| Steve... Great use of Impressionist. Your bold work in the BG sets of the FG perfectly.
On this one, I'm dabbling with a watercolor technique...Started with a sketch layer (Smart Blur/Edges only, Inverted, Diffuse > Anisotropic) and used white to paint over the extraneous lines.
Created a History snapshot of this layer (from the History palette menu, create snapshot / current layer), set the history source (clicked box to the left of the newly created snapshot) and with the History Brush tool selected and a small, stipple brush with Fade set to 25%, restored the sketch lines onto a new layer. The intent here was to give the lines more of a freehand sketch look than you get from Smart Blur/Edges only + Anisotropic.
For some color, I duplicated the Background and applied a healthy dose of Dust & Scratches to smoosh the colors a bit and again created a snapshot of this layer via the History palette's Create Snapshot command. Using various brushes with the History Brush (low opacity), I roughed in color onto a new layer. Since the brush opacity was low, you could still see the sketch lines below the color.

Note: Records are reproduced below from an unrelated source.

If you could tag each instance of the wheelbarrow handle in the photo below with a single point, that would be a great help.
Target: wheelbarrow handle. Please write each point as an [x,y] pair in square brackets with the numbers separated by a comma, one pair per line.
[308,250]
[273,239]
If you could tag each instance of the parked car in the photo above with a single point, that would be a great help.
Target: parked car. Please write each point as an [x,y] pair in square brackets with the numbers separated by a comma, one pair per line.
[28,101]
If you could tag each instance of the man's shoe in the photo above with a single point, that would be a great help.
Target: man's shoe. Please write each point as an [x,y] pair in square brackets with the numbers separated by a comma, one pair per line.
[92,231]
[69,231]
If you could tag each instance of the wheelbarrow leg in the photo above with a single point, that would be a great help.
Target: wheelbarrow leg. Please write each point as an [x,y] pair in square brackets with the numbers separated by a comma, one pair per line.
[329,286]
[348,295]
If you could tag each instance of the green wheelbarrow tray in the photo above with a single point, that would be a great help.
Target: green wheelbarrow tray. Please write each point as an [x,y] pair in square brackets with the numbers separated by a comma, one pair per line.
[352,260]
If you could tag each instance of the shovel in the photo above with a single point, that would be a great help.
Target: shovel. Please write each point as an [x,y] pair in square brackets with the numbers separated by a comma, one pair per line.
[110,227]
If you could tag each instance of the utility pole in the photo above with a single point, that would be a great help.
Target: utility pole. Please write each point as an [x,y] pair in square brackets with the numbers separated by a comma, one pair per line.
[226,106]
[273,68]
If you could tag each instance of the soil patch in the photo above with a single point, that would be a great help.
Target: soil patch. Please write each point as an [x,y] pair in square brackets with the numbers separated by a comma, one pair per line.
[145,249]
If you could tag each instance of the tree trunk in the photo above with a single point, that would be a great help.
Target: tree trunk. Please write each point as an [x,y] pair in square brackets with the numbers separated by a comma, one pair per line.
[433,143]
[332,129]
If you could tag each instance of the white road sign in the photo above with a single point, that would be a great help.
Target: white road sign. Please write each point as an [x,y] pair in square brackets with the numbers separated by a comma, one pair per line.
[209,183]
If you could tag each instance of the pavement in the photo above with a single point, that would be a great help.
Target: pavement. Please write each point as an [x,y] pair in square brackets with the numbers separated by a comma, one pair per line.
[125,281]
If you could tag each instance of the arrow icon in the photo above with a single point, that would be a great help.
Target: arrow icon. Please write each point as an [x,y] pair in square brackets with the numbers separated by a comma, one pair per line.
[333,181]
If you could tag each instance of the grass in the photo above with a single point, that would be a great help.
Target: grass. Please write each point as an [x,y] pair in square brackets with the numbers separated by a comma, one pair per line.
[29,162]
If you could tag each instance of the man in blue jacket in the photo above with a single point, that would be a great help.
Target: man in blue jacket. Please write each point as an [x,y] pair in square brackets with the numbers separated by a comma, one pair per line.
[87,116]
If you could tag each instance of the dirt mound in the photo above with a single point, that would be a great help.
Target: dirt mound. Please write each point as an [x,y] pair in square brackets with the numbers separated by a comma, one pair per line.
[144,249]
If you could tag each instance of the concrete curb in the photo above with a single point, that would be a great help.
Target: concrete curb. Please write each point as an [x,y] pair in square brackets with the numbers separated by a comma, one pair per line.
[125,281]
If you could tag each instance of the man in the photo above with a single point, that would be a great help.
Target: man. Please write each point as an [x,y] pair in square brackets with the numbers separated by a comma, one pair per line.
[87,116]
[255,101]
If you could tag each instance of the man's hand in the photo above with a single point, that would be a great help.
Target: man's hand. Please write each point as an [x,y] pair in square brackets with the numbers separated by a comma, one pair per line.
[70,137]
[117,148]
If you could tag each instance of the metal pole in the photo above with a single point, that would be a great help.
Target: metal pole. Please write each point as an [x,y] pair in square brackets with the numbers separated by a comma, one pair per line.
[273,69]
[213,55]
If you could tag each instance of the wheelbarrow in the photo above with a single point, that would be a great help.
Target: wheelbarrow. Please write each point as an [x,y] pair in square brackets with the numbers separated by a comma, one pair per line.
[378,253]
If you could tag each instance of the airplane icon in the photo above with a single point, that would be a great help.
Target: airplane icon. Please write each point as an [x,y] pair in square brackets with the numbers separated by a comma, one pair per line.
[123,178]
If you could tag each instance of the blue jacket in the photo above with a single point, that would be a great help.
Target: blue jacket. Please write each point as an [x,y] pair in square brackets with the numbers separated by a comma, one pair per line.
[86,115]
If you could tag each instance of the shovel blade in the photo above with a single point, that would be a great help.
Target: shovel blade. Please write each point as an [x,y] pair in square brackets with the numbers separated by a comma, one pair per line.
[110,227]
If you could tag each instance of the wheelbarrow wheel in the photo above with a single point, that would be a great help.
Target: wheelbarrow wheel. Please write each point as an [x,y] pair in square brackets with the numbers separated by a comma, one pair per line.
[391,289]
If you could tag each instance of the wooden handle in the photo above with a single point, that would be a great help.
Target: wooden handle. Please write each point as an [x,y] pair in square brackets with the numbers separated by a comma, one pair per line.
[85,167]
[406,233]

To get some stroke contrast and overlap I duplicated the Background again, applied Image > Adjustments > Hue Saturation and cranked up the saturation a bit. Another layer snapshot was taken and a new layer created (blend mode changed from Normal to Darken). Again, using various brushes with the History Brush tool I painted some additional strokes to beef up some of the shadow areas.
According to a book I got the other day this method of laying down a sketch and applying lighter colors first, and overlaying them with darker colors (for shadowed areas) is one way "real" watercolor artists create their art. I'm not completely happy with the (so-called) watercolor strokes, but I can see promise in the overall concept.